What would you like to know about getting to, from and around Singapore?
Singapore is an international air-travel hub for the region and as such boasts international flight connections with a vast number of destinations worldwide. It also has land connections with neighbouring Malaysia and seas connections with both Malaysia and Indonesia.
You'll need a passport with at least six months validity to enter Singapore.
The vast majority of foregn tourists enter Singapore on a visa-free pass. This entry is arranged on arrival. Pass extensions are possible.
For more information, see our Singapore visa page.
Singapore has one primary international airport, the fabulous Changi International Airport, which, on a number of occasions has been voted the best airport in the world.
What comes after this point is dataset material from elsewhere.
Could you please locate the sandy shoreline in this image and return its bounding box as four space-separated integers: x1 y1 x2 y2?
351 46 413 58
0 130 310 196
Singapore is the base for a number of airlines. The flag carrier is Singapore Airlines. Jetstar, Tiger Airways and Silkair also use it as a base. The country is too small to merit any domestic flying, save by helicopter.
A vast number of international carriers (both full service and LCCs) fly into Changi, the list includes the following:
All Nippon Airways
KLM-Royal Dutch Airlines
Royal Brunei Airlines
Scandinavian Airlines System
South African Airways
TAP Air Portugal
A full list of airlines servicing Changi can be found here.
You'll almost invariably get a better rate for a long haul fare shopping around online, but traditional agents are still worth a try -- if you haven't already, give our story on getting a cheap airfare to Thailand, Laos, Cambodia and Vietnam a read.
Please refer to our Singapore borders page for detailed information on Singapore's border crossings or the Visa and border crossings FAQ for detailed crossing information, including trip reports from other travellers.
The small island state of Singapore has to have one of the best designed and thought out public transport systems in the world -- it's as simple as that. From the moment you alight your flight at Singapore's Changi International Airport, till the moment you cross the Second Crossing by bus enroute to Melaka you'll be able to pass seasmlessly through a number of integrated public transport systems, which, when it's all taken into account are very reasonably priced.
Short of needing a helicopter to whisk you from Changi Airport to luxurious hotel suite, there's no flying needed in Singapore.
This world-class mass transit system is made up of three main lines that bring most of Singapore within easy grasp. The three lines are the East West Line, running from Boon Lay in the west to Changi Airport and Pasir Ris in the east, the North South Line, running from Jurong East to Marina Bay and the North East Line running from Punggol to Harbourfront. There's a number of interchanges where the lines intersect, with the downtown juntions of Dhoby Ghaut, City Hall, Raffles Place and Outram Park being the most important.
Ticket price ranges depending on the length of trip, but short, coupld of station jaunts downtown shouldn't cost more than S$1 or so. You can check all the fare details at the SMRT website. Tickets are purchased at kiosks and booths at the stations and both notes and coins are accepted. Single trip tickets require a deposit on the card, which you can get refunded at the other end of your trip. The service is open from around 05:30-23:30 -- exact first and last train times vary according to the station.
The service is very fast, super clean and totally easy to understand -- even the most navigationally challenged will be able to figure it out.
Singapore has two bus companies; SMRT buses and Singapore Bus Service. The respective websites have detailed fare and routing information. Between the two companies, the bus network is comprehensive -- moreso than the MRT and the fares are slightly lower. Fares are distance related and the coins are dropped in a chute beside the driver -- note no change is given, so make sure you've got some coins on you.
No shortage of taxis in Singapore, but don't make the mistake of thinking they're an inexpensive way to get around -- they're not. You're liable for all electronic tolls and there are night and late night surcharges, which can jack up the fare by 50%. Bus or MRT is a far more cost effective way to get around, but if you're in a hurry, taxi is the way to go.